54 pages • 1 hour read
In Larissa Lai’s dystopia, there are several instances where technological and biological matter converge to form not only the ultimate tools (as with the Isabelle Chow’s batterkites and Madame Dearborn’s catcoats) but also to transform life itself (as with the Kora Tree). When technology and biology meet, it is not necessarily for the greater good, but it is always powerful: The tiger flu itself was borne from technology (Jemini’s cloning abilities) that spawned and proliferated a deadly biological material, the tiger flu.
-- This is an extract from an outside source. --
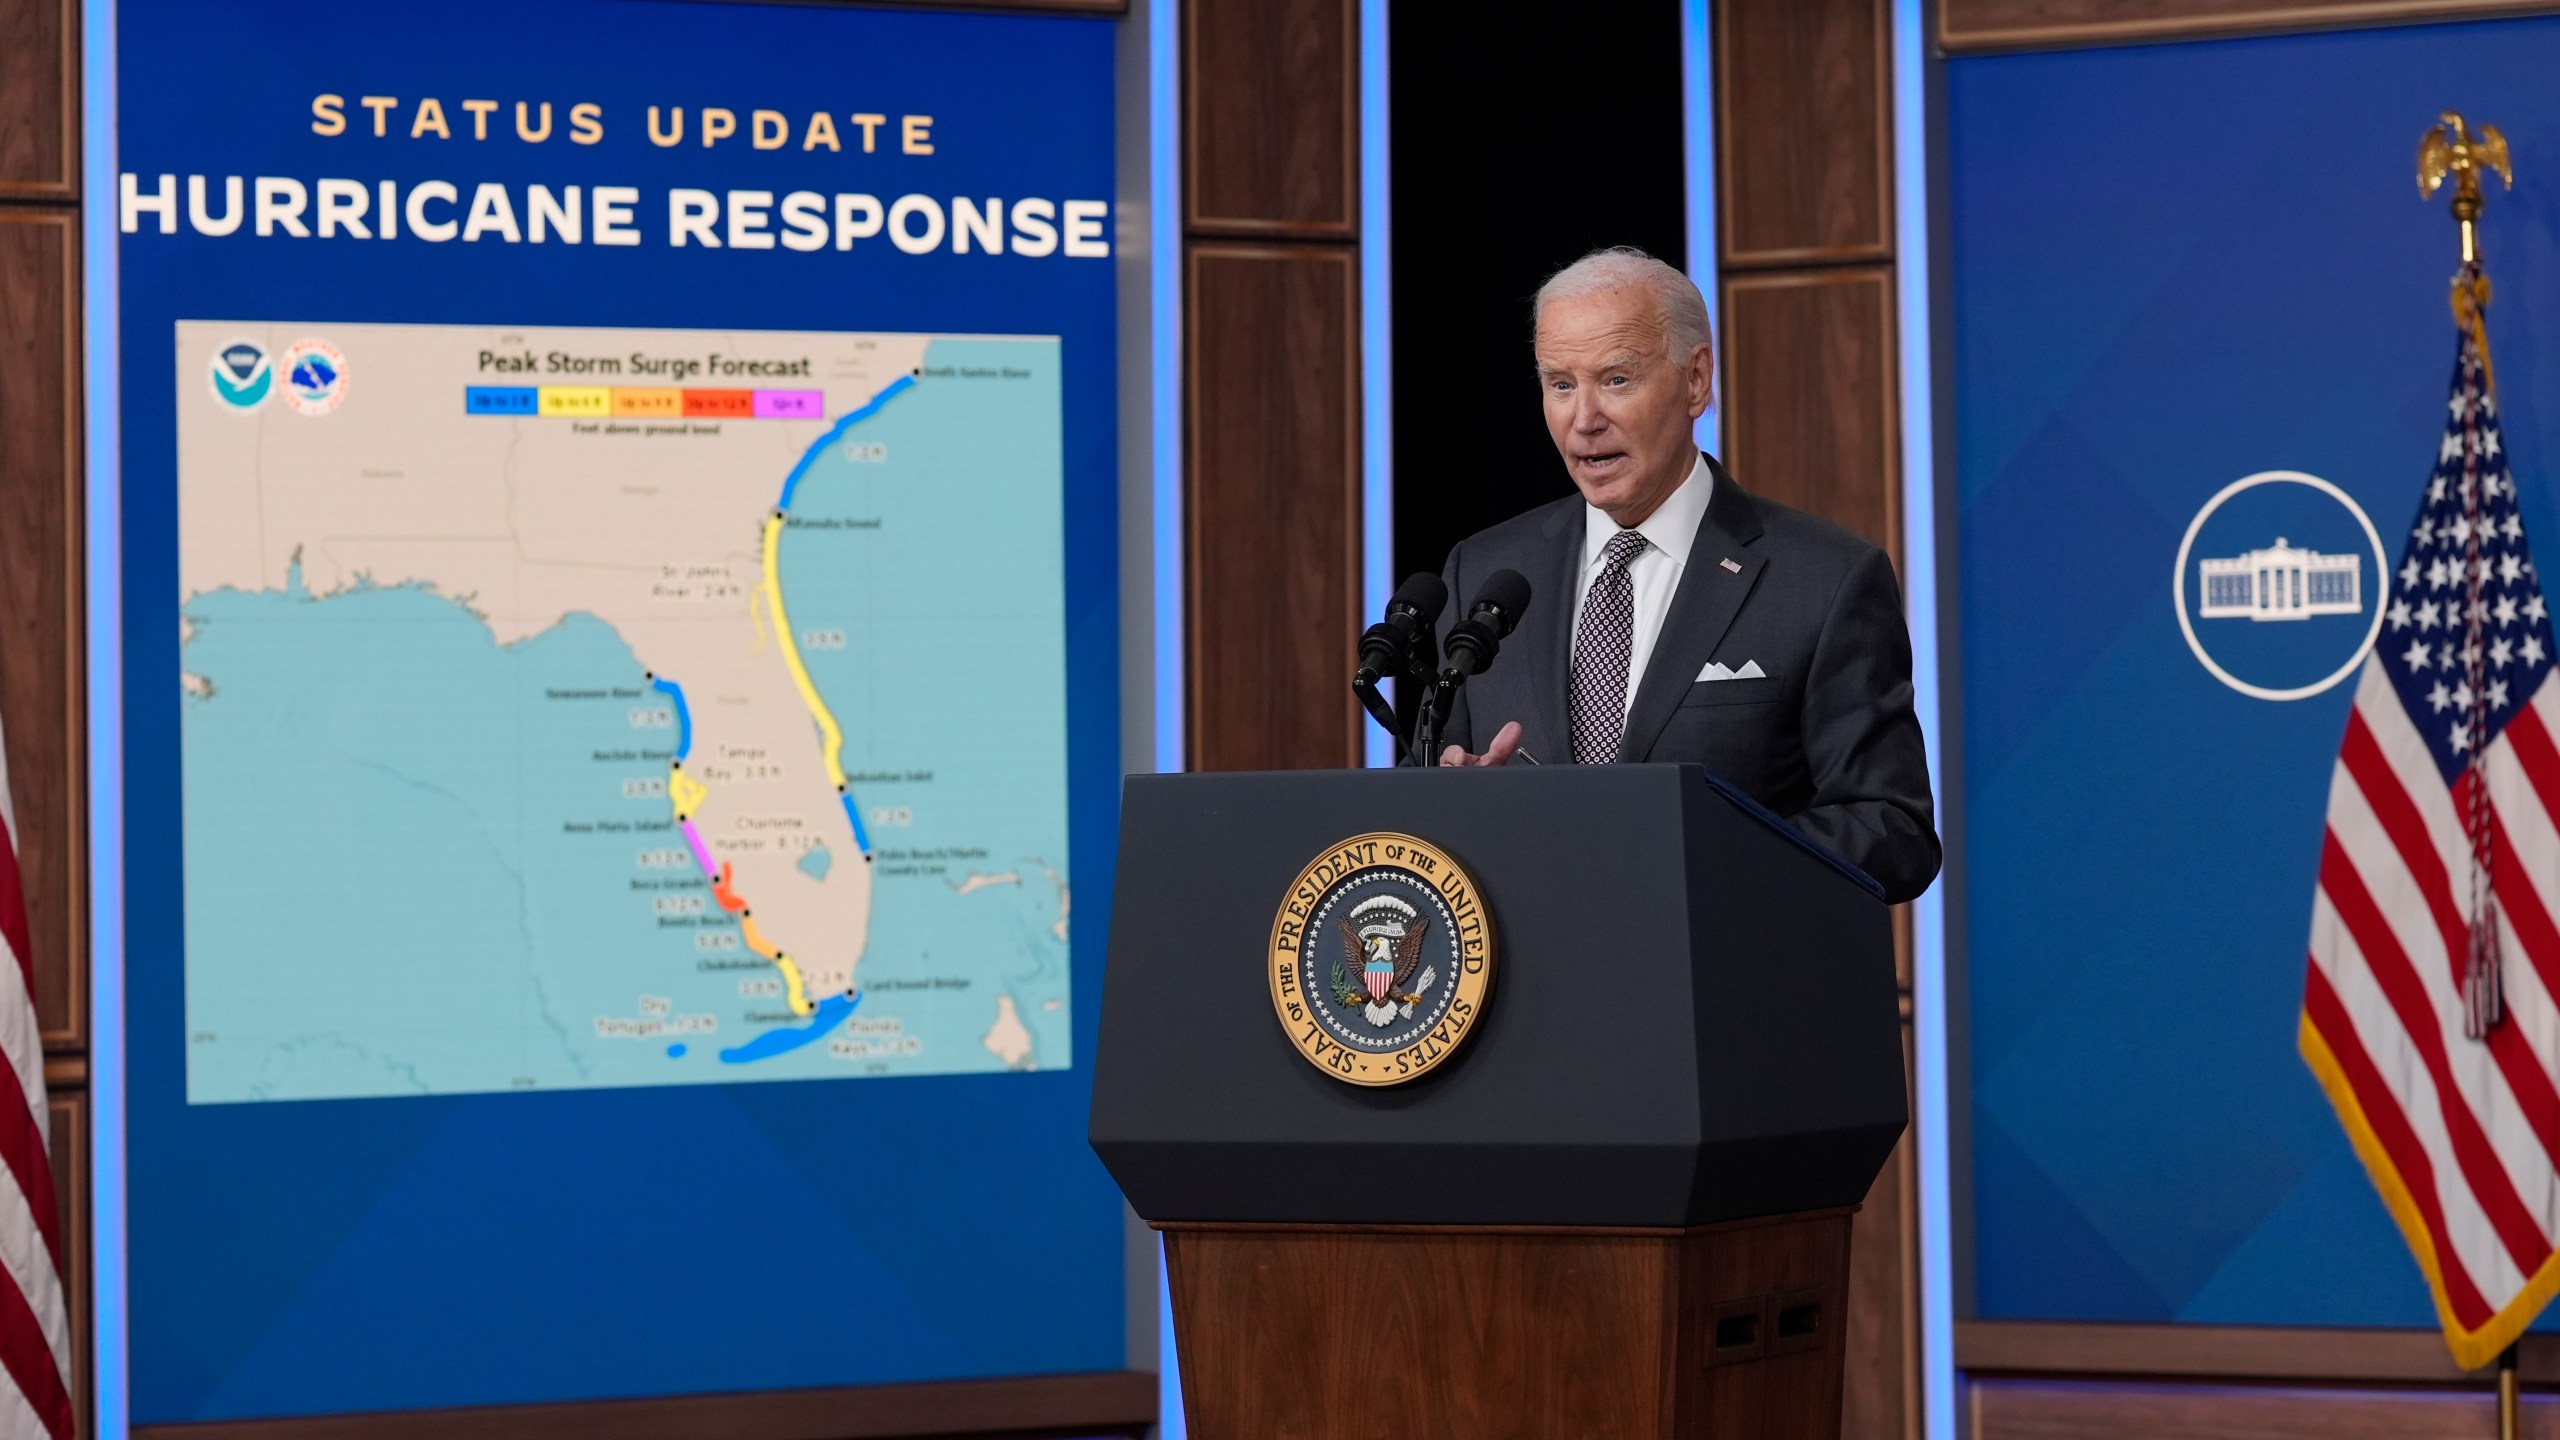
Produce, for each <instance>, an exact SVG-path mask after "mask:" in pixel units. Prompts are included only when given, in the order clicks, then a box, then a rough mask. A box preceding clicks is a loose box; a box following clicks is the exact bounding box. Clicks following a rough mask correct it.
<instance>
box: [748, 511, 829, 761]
mask: <svg viewBox="0 0 2560 1440" xmlns="http://www.w3.org/2000/svg"><path fill="white" fill-rule="evenodd" d="M781 556H783V518H781V512H776V515H773V518H771V520H765V612H771V615H773V635H776V638H778V641H781V648H783V664H786V666H791V684H796V687H799V692H801V705H806V707H809V715H814V717H817V728H819V733H824V735H827V784H832V787H837V789H845V766H842V764H840V758H837V756H840V753H842V751H845V733H842V730H837V728H835V715H829V712H827V702H824V700H819V697H817V684H812V682H809V666H806V664H801V659H799V641H794V638H791V612H788V610H783V569H781Z"/></svg>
The power that comes from this sort of technological/biological merging is coveted by humans—and they will do anything it takes to take control of that power.
Another feature of The Tiger Flu’s dystopia is that the environment is now nearly as plagued as the people themselves. Kora notes in Chapter 4 that they have limited access to water: “I open the tap and let run a precious trickle of water from our rooftop cistern, opened to the sky only on clean rain days” (38). Monsoons occur throughout the book; in Chapter 18, Kiri observes that “the new monsoons have arrived decisively” (116); in Chapter 20, Kiri and Calyx walk to Pente-Hik-Ton through a vicious rainstorm (128); in Chapter 22, Kiri refers to the “morning rains” that pour down on them as they make their way toward the Cordova School for Dancing Girls.